Если до отправления электрички на Петушки герой был мучеником дискретной памяти и жертвой дезориентации, то на первых перегонах, под воздействием живительной влаги, его обращенное ко всему сущему сознание готово вобрать в себя мир и потому стремительно расширяется. В герое, сподобившемся взглянуть вокруг себя и вдаль через призму «Российской», отныне пробуждается своего рода «всемирная отзывчивость»[222]. Это проявляется по ходу трех последующих главок (от Карачарова до Никольского) в невероятном, даже для «Москвы — Петушков», изобилии цитат, парафраз, упоминаний, реминисценций, параллелей, аллюзий, явных и скрытых, всего — более двадцати. Карачарово-Никольская часть ерофеевской поэмы едва ли уступит по сложности и изощренности четырнадцатому эпизоду «Улисса» Дж. Джойса («Быки Гелиоса»), в котором пародически разворачивается история английских литературных стилей. В сценах от дозы «Российской» до дозы «Кубанской» одновременно выстраиваются два плана «упоминательной клавиатуры»[223] — план русской идеи и план западноевропейской формы.

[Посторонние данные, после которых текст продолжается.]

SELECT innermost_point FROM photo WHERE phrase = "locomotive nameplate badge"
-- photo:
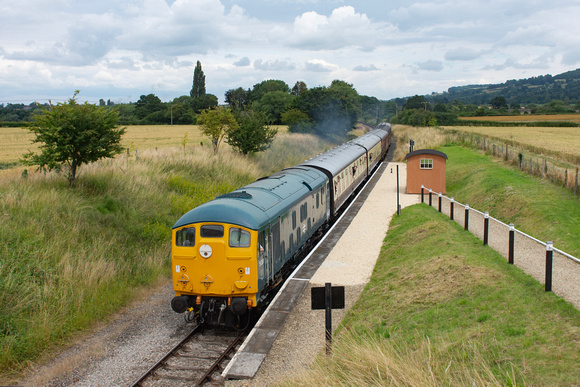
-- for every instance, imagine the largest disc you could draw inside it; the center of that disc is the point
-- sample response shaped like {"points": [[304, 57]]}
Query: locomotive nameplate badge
{"points": [[205, 251]]}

В подтексте первого плана угадывается скрытая отсылка к шестой главе любимых Ерофеевым «Записок из подполья» Ф. М. Достоевского, в которой «алкогольный» мотив соединяется с «шиллеровским»: «Я бы тотчас же отыскал себе и соответствующую деятельность, — а именно: пить за здоровье всего прекрасного и высокого. Я бы придирался ко всякому случаю, чтоб сначала пролить в свой бокал слезу, а потом выпить его за все прекрасное и высокое. Я бы все на свете обратил тогда в прекрасное и высокое; в гадчайшей, бесспорной дряни отыскал бы прекрасное и высокое»[224]. Развивая до предела подпольного человека, Веничка по очереди посвящает выпитое основным идеям «прекрасного и высокого» в русской литературе и последовательно ищет их во всякой «гадчайшей, бесспорной дряни».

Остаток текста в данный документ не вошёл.